Insinúa que “My Generation”, de The Who, está cantada desde la perspectiva de un anciano de 80 años que vive en una residencia; que Ricky Nelson y no Elvis fue el verdadero embajador del rock and roll, y que “Come On-a My House”, de Rosemary Clooney, trata de un asesino en serie pedófilo. El libro contiene un análisis de la versión de Bing Crosby de “Whiffenpoof Song”, de Yale.
A veces uno espera que Dylan esté hablando en broma. Como han señalado otros críticos, este libro tiene un problema con las chicas. Solo cuatro de las 66 canciones están firmadas por mujeres. Hay extraños argumentos a favor de pagar por tener relaciones sexuales (“No es amor perfecto, pero es menos problemático”) y del matrimonio abierto (dice que las mujeres también deberían participar).
A casi todas las mujeres, en cualquier canción a la que haga referencia, las describe como una “arpía”, o una “golfa de sangre caliente hambrienta de sexo”, o una “vampiresa”, o una “cabaretera buscadora de oro” o “una ligona hasta las cejas de mescalina”. En un esfuerzo por ser justo con el autor, en el universo de este libro, y en la mayoría de las canciones, los hombres con los que se encuentran los narradores no son mejores: viejos sin un duro aspirantes a amantes, o peones confundidos con caballeros. Sus pronombres personales son negros.
Filosofía de la canción moderna tiene casi el tamaño de un libro ilustrado de gran formato. Está repleto hasta la saciedad de elementos artísticos. La persona que ha hecho la investigación fotográfica se merece las mejores drogas legales para Navidad. El volumen está repleto de fotogramas de películas antiguas, portadas de la revista Life, anuncios de coches e imágenes de detectives de folletín, algunas más oportunas que otras; la clase de cosas que podríamos encontrar en las paredes de una cafetería retro. Respeto el trabajo que se ha invertido en ello, pero las fotos a veces me tiraban para atrás.
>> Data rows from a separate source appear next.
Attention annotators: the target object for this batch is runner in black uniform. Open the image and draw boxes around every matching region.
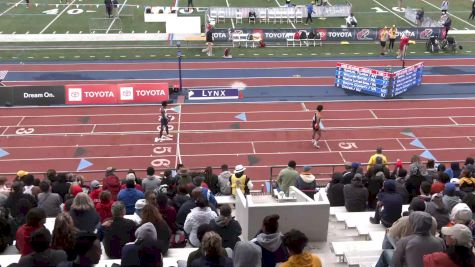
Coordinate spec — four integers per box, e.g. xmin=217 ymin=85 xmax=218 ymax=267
xmin=159 ymin=101 xmax=171 ymax=139
xmin=312 ymin=105 xmax=323 ymax=149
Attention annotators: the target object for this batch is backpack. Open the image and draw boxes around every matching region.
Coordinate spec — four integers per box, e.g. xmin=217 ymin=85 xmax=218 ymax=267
xmin=308 ymin=31 xmax=315 ymax=39
xmin=300 ymin=31 xmax=307 ymax=39
xmin=293 ymin=31 xmax=300 ymax=40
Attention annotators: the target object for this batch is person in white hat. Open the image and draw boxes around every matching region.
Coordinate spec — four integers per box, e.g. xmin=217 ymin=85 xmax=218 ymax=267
xmin=230 ymin=165 xmax=253 ymax=197
xmin=424 ymin=224 xmax=475 ymax=266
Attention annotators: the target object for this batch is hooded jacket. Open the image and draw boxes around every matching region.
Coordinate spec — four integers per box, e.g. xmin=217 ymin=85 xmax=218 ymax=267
xmin=233 ymin=241 xmax=262 ymax=267
xmin=378 ymin=180 xmax=404 ymax=226
xmin=392 ymin=211 xmax=445 ymax=267
xmin=16 ymin=224 xmax=43 ymax=256
xmin=184 ymin=207 xmax=217 ymax=247
xmin=209 ymin=215 xmax=242 ymax=249
xmin=279 ymin=252 xmax=322 ymax=267
xmin=121 ymin=222 xmax=158 ymax=267
xmin=343 ymin=176 xmax=368 ymax=212
xmin=296 ymin=173 xmax=316 ymax=197
xmin=252 ymin=232 xmax=289 ymax=267
xmin=218 ymin=171 xmax=233 ymax=195
xmin=425 ymin=195 xmax=450 ymax=230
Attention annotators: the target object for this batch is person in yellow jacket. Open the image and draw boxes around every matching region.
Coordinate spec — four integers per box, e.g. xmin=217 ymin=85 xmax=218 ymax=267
xmin=230 ymin=164 xmax=253 ymax=196
xmin=388 ymin=25 xmax=397 ymax=53
xmin=280 ymin=229 xmax=322 ymax=267
xmin=459 ymin=168 xmax=475 ymax=192
xmin=379 ymin=26 xmax=389 ymax=56
xmin=367 ymin=147 xmax=388 ymax=170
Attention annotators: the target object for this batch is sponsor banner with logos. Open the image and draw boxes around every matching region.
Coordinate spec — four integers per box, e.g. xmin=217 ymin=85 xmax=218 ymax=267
xmin=212 ymin=27 xmax=444 ymax=42
xmin=0 ymin=87 xmax=13 ymax=106
xmin=65 ymin=83 xmax=169 ymax=105
xmin=188 ymin=88 xmax=239 ymax=100
xmin=12 ymin=86 xmax=65 ymax=106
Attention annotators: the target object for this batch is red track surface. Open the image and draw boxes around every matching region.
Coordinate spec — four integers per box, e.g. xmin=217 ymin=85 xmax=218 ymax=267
xmin=1 ymin=99 xmax=475 ymax=185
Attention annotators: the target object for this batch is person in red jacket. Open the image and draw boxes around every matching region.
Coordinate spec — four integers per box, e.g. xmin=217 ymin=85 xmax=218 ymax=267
xmin=95 ymin=191 xmax=113 ymax=223
xmin=397 ymin=34 xmax=410 ymax=59
xmin=89 ymin=180 xmax=102 ymax=205
xmin=103 ymin=167 xmax=120 ymax=201
xmin=16 ymin=207 xmax=47 ymax=256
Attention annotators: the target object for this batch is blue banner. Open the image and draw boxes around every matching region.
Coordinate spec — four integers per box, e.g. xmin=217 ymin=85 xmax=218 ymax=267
xmin=188 ymin=88 xmax=239 ymax=100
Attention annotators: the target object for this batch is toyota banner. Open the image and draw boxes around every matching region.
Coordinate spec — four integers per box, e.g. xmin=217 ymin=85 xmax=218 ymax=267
xmin=213 ymin=27 xmax=444 ymax=42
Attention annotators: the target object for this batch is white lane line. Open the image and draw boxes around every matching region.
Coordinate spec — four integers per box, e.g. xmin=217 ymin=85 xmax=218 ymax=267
xmin=90 ymin=124 xmax=97 ymax=133
xmin=372 ymin=0 xmax=415 ymax=26
xmin=16 ymin=116 xmax=25 ymax=126
xmin=324 ymin=140 xmax=332 ymax=152
xmin=251 ymin=141 xmax=256 ymax=154
xmin=0 ymin=0 xmax=22 ymax=16
xmin=1 ymin=126 xmax=9 ymax=136
xmin=106 ymin=0 xmax=128 ymax=34
xmin=39 ymin=0 xmax=76 ymax=34
xmin=301 ymin=102 xmax=309 ymax=111
xmin=420 ymin=0 xmax=475 ymax=28
xmin=339 ymin=151 xmax=346 ymax=162
xmin=396 ymin=138 xmax=407 ymax=151
xmin=369 ymin=109 xmax=378 ymax=119
xmin=449 ymin=117 xmax=459 ymax=125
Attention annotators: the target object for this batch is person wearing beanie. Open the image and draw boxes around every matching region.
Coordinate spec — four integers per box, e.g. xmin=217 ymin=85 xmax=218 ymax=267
xmin=424 ymin=224 xmax=475 ymax=267
xmin=132 ymin=199 xmax=146 ymax=225
xmin=370 ymin=180 xmax=404 ymax=227
xmin=88 ymin=180 xmax=102 ymax=205
xmin=120 ymin=173 xmax=143 ymax=191
xmin=277 ymin=161 xmax=299 ymax=196
xmin=280 ymin=229 xmax=322 ymax=267
xmin=296 ymin=166 xmax=317 ymax=198
xmin=209 ymin=204 xmax=242 ymax=249
xmin=251 ymin=214 xmax=289 ymax=267
xmin=234 ymin=241 xmax=262 ymax=267
xmin=443 ymin=183 xmax=462 ymax=212
xmin=343 ymin=173 xmax=368 ymax=212
xmin=446 ymin=203 xmax=475 ymax=238
xmin=392 ymin=211 xmax=445 ymax=267
xmin=121 ymin=222 xmax=162 ymax=267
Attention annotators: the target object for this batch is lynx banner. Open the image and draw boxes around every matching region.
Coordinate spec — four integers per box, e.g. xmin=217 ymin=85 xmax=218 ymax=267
xmin=213 ymin=27 xmax=444 ymax=42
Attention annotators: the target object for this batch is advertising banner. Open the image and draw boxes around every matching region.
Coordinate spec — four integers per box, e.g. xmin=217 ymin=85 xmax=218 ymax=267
xmin=12 ymin=86 xmax=65 ymax=106
xmin=0 ymin=87 xmax=13 ymax=106
xmin=65 ymin=83 xmax=169 ymax=105
xmin=188 ymin=88 xmax=239 ymax=100
xmin=213 ymin=27 xmax=444 ymax=42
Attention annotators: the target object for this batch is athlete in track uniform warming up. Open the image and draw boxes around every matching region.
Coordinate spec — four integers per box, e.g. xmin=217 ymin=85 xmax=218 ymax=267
xmin=312 ymin=105 xmax=324 ymax=149
xmin=159 ymin=101 xmax=172 ymax=140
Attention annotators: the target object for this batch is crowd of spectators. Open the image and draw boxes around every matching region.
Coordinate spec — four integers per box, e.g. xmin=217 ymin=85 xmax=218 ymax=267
xmin=0 ymin=163 xmax=323 ymax=267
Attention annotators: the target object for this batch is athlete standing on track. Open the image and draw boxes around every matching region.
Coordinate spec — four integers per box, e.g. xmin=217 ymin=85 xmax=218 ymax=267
xmin=312 ymin=105 xmax=323 ymax=149
xmin=159 ymin=101 xmax=172 ymax=140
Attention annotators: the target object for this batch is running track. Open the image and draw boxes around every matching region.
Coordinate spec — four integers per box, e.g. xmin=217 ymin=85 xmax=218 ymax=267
xmin=1 ymin=57 xmax=475 ymax=185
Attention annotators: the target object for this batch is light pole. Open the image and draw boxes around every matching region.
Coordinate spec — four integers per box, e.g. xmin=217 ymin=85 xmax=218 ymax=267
xmin=176 ymin=41 xmax=183 ymax=92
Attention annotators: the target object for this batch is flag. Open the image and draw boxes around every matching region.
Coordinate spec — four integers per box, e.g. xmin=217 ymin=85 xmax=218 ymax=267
xmin=0 ymin=70 xmax=8 ymax=81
Esta es la primera creación nueva de Dylan desde Crónicas I, publicado en 2004, y desde que ganó el Premio Nobel de Literatura en 2016. Está dedicado a Doc Pomus, con un agradecimiento especial, entre otros, “a todo el equipo de Dunkin’ Donuts”. En realidad, en Filosofía de la canción moderna no hay filosofía. Lo que sí hay es un gran despliegue de conocimiento. Dylan parece conocer todas las grabaciones descartadas, todas las versiones de portadas y todas las interpretaciones en YouTube de todas las canciones de las que habla.
Este libro trata de un genio que reconoce el genio sin filtro en otros, cuando puede encontrarlo. A menudo es un alegato a favor de la sencillez. “Disfruta de tu reducción de reliquias de familia, ecológica, condimentada con comino y espolvoreada con cayena”, escribe Dylan. “A veces es mejor comerte un sándwich de beicon, lechuga y tomate y darlo por zanjado”.